A slow awakening
In recent years, Jordan has been shifting steadily towards its own ʹawakeningʹ. National institutions are constantly being questioned by Jordanian youths and changing values are caught between two contradictions: firstly, a daily political/economic reality that affects culture, education, family relations, not to mention the dynamics between young people and urban life, and secondly, the media representation of the cultural values of young people.

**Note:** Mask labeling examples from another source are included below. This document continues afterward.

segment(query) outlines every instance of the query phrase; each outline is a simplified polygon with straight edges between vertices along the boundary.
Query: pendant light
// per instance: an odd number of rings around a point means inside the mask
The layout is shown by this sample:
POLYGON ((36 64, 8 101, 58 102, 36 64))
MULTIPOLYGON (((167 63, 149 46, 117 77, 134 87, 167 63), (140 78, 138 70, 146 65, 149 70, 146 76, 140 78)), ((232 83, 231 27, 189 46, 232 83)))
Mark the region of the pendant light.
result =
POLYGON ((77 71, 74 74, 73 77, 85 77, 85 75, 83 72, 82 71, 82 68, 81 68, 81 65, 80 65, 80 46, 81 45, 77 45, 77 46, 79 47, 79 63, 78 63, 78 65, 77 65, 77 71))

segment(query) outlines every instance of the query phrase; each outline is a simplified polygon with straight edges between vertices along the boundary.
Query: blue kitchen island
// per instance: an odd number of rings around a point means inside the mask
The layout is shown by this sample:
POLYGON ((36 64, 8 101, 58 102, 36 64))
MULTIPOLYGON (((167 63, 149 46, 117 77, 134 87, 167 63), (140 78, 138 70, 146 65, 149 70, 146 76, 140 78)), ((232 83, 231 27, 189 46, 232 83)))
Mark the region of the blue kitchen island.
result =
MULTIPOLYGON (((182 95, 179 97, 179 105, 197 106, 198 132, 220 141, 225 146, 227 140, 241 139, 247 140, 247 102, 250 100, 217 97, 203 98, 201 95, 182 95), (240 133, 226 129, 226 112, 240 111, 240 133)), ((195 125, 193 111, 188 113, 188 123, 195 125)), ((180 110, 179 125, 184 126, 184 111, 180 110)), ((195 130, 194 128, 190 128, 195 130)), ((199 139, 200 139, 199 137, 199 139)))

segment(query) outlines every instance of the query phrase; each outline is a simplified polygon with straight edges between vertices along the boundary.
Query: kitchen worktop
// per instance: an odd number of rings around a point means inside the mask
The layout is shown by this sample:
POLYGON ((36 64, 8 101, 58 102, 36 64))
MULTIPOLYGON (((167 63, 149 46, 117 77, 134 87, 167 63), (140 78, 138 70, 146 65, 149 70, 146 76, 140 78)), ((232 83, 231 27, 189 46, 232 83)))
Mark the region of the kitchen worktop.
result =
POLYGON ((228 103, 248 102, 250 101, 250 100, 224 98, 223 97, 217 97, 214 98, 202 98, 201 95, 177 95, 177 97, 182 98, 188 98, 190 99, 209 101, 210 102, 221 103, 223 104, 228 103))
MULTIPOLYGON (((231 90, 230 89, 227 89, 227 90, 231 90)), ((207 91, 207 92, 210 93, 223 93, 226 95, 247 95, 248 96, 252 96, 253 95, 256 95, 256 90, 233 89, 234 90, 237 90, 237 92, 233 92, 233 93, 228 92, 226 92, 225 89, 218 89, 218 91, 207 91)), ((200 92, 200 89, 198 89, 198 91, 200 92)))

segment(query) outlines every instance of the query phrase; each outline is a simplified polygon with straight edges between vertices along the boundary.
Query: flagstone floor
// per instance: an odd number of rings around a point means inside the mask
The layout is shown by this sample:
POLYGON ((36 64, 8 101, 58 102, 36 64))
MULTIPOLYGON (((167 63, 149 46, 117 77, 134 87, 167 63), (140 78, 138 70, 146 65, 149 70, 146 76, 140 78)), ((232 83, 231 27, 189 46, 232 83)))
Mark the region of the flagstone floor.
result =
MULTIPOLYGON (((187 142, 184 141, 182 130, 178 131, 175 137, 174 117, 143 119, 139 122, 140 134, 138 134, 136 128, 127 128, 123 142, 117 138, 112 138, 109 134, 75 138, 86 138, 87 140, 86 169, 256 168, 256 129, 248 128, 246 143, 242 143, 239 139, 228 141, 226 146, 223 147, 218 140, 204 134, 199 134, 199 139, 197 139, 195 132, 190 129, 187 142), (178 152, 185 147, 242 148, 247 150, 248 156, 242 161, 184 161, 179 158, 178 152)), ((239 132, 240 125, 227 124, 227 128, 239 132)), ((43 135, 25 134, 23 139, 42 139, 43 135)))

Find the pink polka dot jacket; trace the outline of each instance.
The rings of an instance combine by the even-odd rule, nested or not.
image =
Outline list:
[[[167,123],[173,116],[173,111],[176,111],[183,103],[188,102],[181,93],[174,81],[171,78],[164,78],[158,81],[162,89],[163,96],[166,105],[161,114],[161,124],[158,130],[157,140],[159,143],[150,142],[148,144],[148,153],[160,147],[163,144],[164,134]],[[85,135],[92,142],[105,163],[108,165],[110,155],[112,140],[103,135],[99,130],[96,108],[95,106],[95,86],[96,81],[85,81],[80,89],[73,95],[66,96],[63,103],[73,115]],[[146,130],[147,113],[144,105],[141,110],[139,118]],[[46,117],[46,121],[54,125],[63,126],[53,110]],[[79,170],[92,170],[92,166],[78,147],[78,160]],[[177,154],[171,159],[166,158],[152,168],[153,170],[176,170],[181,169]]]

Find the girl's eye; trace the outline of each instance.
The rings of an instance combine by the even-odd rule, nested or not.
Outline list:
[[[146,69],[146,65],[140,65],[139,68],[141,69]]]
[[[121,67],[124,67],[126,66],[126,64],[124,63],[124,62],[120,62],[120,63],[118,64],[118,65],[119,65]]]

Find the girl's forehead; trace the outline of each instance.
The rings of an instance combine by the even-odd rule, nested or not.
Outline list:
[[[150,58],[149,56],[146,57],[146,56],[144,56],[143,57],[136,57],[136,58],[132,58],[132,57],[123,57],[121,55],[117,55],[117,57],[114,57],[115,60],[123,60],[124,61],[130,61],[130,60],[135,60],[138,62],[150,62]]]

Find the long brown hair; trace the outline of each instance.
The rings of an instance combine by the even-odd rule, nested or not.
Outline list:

The influx of refugees following the U.S. invasion of Iraq in 2003 and the beginning of the Syrian uprising in 2011 has affected Jordanʹs economic, political, social and cultural landscapes. Sure enough, diversity is promoting a healthier environment of cultural exchange and dialogue in Amman. Yet the country is also plagued by stagnating state reforms, governmental mismanagement and corruption, as well as reduced regional aid, all of which places a burden on Jordanʹs infrastructure.
Two generational cultural conflicts
Under these contradictions, two generational cultural conflicts are currently emerging in Amman, pitting a new independent cultural identity against a politicised rural and Bedouin one. Dr. Aseel Sawalha argues that the conflict is also a political one. Dr. Sawalha is a Jordanian researcher who is currently researching this identity and the desire for more individual freedom.
This generational ʹshifting of valuesʹ is projected not just onto one sector of the Jordanian society, but onto society as a whole, even if such a suggested grouping implies some sort of unity. On the contrary, however, the concept of a culturally-unified Jordanian society doesnʹt exist, but is merely the image propagated by national and official media.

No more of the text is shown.